Tutta l’Italia in una Piazza: la narrazione corale di Marco Baliani

L’Unità d’Italia sta producendo maggiore ricchezza per il nostro Paese oggi, nel suo centocinquantesimo anniversario, di quanta ne abbia portata ai fautori dalle sue camicie rosse.
Nascono come funghi manifestazioni, libri, film, spettacoli che ne ripercorrono le vicende storiche. Tra le diverse opere sul tema, prodotte di recente, anche Piazza d’Italia in scena presso l’Arena del Sole il 24 e 25 gennaio.
 Marco Baliani, che ne firma la regia, è uno tra i maggiori esponenti e innovatori del teatro di narrazione. Qui ci propone un racconto corale, tratto dall’omonimo romanzo di Antonio Tabucchi, attraverso le voci di nove attori.

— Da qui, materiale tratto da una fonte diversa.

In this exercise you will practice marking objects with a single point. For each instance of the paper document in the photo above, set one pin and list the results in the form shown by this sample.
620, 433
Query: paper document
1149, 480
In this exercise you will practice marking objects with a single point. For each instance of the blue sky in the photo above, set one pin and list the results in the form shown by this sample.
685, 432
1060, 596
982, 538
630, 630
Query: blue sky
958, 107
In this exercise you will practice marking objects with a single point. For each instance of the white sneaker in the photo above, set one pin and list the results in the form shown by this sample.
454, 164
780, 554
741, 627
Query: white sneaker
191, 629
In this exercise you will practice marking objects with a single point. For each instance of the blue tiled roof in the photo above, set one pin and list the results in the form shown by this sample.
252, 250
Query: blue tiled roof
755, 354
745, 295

Lo spettacolo rievoca le vicende di una famiglia del centro Italia dai moti precedenti l’Unità al secondo dopoguerra. I personaggi si fanno portavoce di una storia condivisa dall’intero Paese intrecciando le proprie vicissitudini personali con i fatti storici. Come lo stesso Baliani afferma, l’opera mostra la “possibilità che la Storia grande possa sempre scompaginarsi per un gesto di rivolta, per un sogno, per un crocicchio inaspettato”.

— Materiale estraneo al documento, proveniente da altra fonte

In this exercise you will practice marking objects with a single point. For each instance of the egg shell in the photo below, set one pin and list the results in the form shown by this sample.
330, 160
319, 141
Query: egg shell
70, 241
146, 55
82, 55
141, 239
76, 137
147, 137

Al centro della scena troneggia un cubo nero e rotante che diverrà casa, granaio, teatrino dei burattini. Il movimento circolare, che esso riproduce, ha lo stesso andamento della storia: si tratta di un continuo ritorno, di una circolarità in cui morti e nascite, amori e lotte, incontri e separazioni si susseguono. 

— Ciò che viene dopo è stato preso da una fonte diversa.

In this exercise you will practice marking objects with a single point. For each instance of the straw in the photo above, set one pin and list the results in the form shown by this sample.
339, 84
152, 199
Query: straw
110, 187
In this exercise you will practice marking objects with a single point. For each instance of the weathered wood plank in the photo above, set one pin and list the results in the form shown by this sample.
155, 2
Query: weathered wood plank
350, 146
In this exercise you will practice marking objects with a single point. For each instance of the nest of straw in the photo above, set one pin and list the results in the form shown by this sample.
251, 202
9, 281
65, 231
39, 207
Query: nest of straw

Lo spettacolo però non riesce ad aggiungere molto alla conoscenza scolastica della storia d’Italia.
Baliani, nome tra i più attesi della stagione dell’Arena del Sole, delude le nostre aspettative. Il racconto appare un po’ troppo retorico e acritico nei confronti dei fatti storici che hanno portato alla nascita del nostro Paese. Il regista non offre la possibilità di comprendere più a fondo le dinamiche politiche e economiche, né di attribuire responsabilità, risolvendo la questione nella lotta tra forti e deboli.